References are listed at the end of your work. In the Vancouver style, your reference list will be numbered in numerical order, from 1 onwards, where the numbers correspond with those assigned to your in-text citations.
References - Vancouver rules
A reference is a precise description of the resource you have numbered in your in-text citation; enabling the reader to identify and locate it. References provide your reader with full details for each of the sources you have cited in your text, using the format specific to Vancouver.
In the Vancouver style, your reference list will be numbered in numerical order, from 1 onwards, where the numbers correspond with those assigned to your in-text citations.
1. Pears S, Shields G. Cite them right: the essential referencing guide. 12th ed. London: Bloomsbury Academic; 2022.
2. Patrias K, Wendling D. Citing medicine: the NLM style guide for authors, editors, and publishers [Internet]. 2nd ed. Bethesda, MD: National Library of Medicine; 2007 [cited 2022 Jul 25]. Available from: https://www.ncbi.nlm.nih.gov/books/NBK7256.

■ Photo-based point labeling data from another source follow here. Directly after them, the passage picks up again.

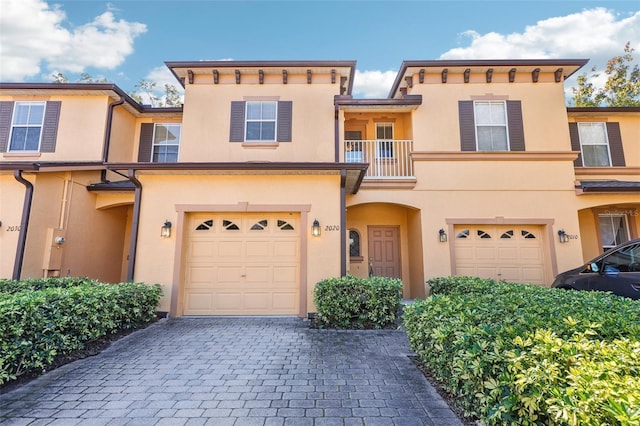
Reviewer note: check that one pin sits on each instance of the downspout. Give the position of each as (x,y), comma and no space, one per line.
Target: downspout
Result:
(336,133)
(133,244)
(107,136)
(343,223)
(24,224)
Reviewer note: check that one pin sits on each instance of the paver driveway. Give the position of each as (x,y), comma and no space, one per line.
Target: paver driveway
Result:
(236,371)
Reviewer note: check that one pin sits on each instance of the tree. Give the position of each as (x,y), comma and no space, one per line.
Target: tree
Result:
(622,87)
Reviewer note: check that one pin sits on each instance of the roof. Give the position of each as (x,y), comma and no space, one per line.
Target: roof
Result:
(185,70)
(567,66)
(105,89)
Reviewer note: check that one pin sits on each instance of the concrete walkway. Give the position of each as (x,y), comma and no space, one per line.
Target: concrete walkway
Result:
(236,371)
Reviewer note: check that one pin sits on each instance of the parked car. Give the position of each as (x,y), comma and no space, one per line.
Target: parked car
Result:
(616,270)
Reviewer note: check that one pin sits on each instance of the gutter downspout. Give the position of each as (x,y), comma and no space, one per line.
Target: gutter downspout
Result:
(133,244)
(343,223)
(24,224)
(107,136)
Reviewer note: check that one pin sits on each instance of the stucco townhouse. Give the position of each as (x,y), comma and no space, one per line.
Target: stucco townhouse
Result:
(272,176)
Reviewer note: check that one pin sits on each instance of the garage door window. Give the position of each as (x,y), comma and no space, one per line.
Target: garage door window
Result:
(205,226)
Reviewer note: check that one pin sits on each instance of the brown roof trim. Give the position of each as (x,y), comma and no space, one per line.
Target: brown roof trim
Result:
(52,166)
(97,87)
(408,100)
(489,63)
(264,64)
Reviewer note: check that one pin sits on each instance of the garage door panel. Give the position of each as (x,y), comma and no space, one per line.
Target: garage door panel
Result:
(242,265)
(513,253)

Please note- do not put brackets round the numbers in your reference list; use the format above.
Author names are listed with surnames and initials as above. Authors initials are listed together with no punctuation:
Newman RE, Storlien LH....
It's very important to be thorough and methodical in recording the bibliographic details of the sources you are using in your work. Whether it's in a notebook, a tool like OneNote or Evernote or a Word document on your device, keeping track of these important details will help you produce more accurate citations and references.
Referencing a source with multiple authors
If your source has between 2 and up to 6 authors, list all the authors in the order listed on the source separated by commas.
If there are more than 6 authors, you may put the first six followed by a comma then 'et al.' meaning 'and others'.
This example electronic journal article has 12 authors, but the reference is shortened to:
4. Burns J, Mason C, Mueller N, Ohlander J, Zock J, Drobnic F, et al. Asthma prevalence in olympic summer athletes and the general population: an analysis of three European countries. Respir Med [Internet]. 2015 [cited 2022 Aug 28]; 109(7): 813-820. Available from: https://www.sciencedirect.com.
Referencing a source with editors
You should not abbreviate the words 'editor' or 'editors'.
5. Redclift N, Gibbon S, editors. Genetics: critical concepts in social and cultural theory. London: Routlege; 2017.
Referencing online resources
When referencing a resource that you have accessed online there are some additional pieces of information that you need to provide in order to indicate this to the reader. The key differences are:
You will need to insert [Internet] at the end of the title, indicating you accessed the resource online.
You will need to insert [cited Year Month Day] after the year of publication, telling the reader exactly when you accessed the resource. The month is abbreviated to its common three letter format, for example March is written as Mar and September is written as Sep.
You will need to finish the reference with the statement 'Available from;' and the full URL where you accessed the resource.
Specific examples of how to reference different types of online resources are given elsewhere in this guide (such as the books, journals and websites sections).
How to deal with missing info
If no authors or editors can be identified, use the title of the book, journal article or website.